State economic development agencies like to brag about their ability to create jobs, but the majority of that funding goes to big business.
In a study that focused on Florida, Missouri, and New Mexico, Good Jobs First found that “at least 68 percent of overall state economic development spending goes to large companies and programs that support those companies.”
Only 19 percent of economic development funds reached small businesses. Another 13 percent of funds couldn’t be classified as either small or large companies.
When politicians promise economic growth, their programs tend to favor the well-connected. “Subsidy megadeals” that attract large companies can generate more jobs from one deal, but the costs of those subsidies, and the over-reliance on large companies over a diverse economy with many small- and medium-sized businesses, can threaten long-term economic growth for states.
The study covered fiscal years 2013-2015 and about $344 million of state funds: $135 million in Florida, $146 million in Missouri, and $63 million in New Mexico.
Those disproportionate subsidies don’t come from one party, either; Republican and Democratic governors and legislatures support the largesse.
“There’s a galling mismatch between how governors and other state officials characterize their support for small businesses and what they actually spend,” Executive Director Greg LeRoy said in a press release.
The report focuses on state, not federal, subsidies.

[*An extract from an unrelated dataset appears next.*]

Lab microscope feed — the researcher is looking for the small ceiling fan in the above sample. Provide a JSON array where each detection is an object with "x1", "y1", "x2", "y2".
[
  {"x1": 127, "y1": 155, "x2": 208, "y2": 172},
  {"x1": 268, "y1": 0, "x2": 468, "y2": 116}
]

Previous work by Good Jobs First found that about two-thirds of federal subsidies went to big business as well, however.
Subsidies to private businesses are notoriously hard to defeat. Part of the issue is that subsidies and corporate welfare get distributed through many agencies and programs. There isn’t a department of corporate welfare or state subsidy agency to shutter. Another reason is that businesses who receive the funds, tax breaks, and benefits have an incentive to lobby for them.

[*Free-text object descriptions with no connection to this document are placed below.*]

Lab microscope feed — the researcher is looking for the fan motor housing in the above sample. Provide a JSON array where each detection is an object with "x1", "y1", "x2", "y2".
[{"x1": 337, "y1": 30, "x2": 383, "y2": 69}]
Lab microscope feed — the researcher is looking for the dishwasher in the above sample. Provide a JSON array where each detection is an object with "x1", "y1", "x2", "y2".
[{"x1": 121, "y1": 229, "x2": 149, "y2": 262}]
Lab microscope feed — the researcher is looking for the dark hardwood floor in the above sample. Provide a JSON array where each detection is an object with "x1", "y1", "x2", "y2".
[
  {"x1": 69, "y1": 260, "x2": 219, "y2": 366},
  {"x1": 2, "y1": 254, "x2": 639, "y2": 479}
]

“Supporters of corporate welfare programs often justify them as remedying some sort of market failure. Often the market failures on which the programs are predicated are either overblown or don’t exist,” Stephen Slivinski, director of budget studies at the Cato Institute, wrote.

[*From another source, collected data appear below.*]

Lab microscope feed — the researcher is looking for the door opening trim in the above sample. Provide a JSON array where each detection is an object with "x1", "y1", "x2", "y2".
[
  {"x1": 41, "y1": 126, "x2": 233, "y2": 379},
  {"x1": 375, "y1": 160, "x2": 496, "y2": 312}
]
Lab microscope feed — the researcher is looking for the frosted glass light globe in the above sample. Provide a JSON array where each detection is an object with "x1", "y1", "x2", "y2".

The states that Good Job First analyzed aren’t the worst states for subsidies, either. Missouri ranks ninth, doling out an estimated $5.2 billion between 2005 and 2014, but data issues might mean other states surpassed that figure, or Missouri’s actual subsidy amount is higher.
For small business growth and economic competitiveness, the evidence against state subsidies piles up. If anything, they make economic growth more difficult for any business that doesn’t receive state funding.